After doing this for a few more one-element vectors, I managed to reach 12 seconds - and I could continue doing this - but I think you got the point.

So, I don’t think your code is a line-by-line translation to Julia - especially because you are forcing this everything is an array philosophy on Julia.

You might also be interested in reading Noteworthy Differences from other Languages · The Julia Language.

Equally important, pay attention to the advice related to performance that others have already pointed out. For example, in your velocityRS function, you allocate u = zeros(2, length(s)) and int_u = zeros(size(u)) each time when you call the function (and you end up calling it from a for loop). On my machine, preallocating u and int_u is followed by another almost 2 seconds execution time reduction. And there is still room to fix many things (e.g., an enormous number of allocations remain).

Have fun.


Thank you for your comment. Even without pre-allocation, the runtime seems to be improved. Could you please show an example of the pre-allocation of one variable from the velocityRS function? I’m a little confused about this.

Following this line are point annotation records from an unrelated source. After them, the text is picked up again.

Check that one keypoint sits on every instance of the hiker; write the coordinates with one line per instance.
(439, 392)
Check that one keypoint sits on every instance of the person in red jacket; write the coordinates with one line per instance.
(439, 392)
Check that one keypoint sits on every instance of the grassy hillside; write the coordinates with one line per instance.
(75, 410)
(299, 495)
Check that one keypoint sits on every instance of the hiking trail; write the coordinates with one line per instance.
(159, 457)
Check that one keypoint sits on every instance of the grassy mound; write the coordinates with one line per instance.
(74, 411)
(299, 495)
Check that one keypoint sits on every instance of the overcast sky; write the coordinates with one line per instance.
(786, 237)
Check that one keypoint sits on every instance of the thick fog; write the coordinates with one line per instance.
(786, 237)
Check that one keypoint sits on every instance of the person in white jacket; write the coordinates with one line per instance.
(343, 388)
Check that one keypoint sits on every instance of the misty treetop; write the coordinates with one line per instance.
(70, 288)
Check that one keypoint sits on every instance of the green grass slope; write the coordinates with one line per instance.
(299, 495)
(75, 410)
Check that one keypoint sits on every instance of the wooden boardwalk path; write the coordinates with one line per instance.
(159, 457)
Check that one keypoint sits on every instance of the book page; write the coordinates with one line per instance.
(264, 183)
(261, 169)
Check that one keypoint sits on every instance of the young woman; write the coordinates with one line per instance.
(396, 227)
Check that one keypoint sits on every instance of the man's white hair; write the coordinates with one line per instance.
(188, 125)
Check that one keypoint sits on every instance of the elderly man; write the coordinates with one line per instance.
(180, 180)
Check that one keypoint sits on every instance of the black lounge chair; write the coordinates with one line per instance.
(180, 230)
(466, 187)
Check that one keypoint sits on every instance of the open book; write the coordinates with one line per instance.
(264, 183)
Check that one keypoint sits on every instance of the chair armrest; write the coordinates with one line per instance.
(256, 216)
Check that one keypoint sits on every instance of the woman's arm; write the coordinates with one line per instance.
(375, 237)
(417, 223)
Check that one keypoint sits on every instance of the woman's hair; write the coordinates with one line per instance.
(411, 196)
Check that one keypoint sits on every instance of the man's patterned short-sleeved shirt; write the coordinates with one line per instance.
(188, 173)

Please take a look here - this was already posted by @gdalle before.

This is one of the specific performance tips that you can apply to your valocityRS function: you allocate your output u each time you call the function inside your loop. Imagine the alternative where you preallocate u before your outer loop and then pass u to your velocityRS where you can fill/mutate the array as needed.

I am not saying this particular step will significantly improve your performance (because I think the big chunk of allocations are happening all over the place because of those unneeded 1-length vectors).

Another important thing - if you know that you will only need a very small container and its size is known at the compile time, you could use tuples instead of vectors ((1,2) vs. [1,2]), especially in the scenario of your nested loops - that will make a big difference on memory allocation (and garbage collection) - consequently will improve the execution.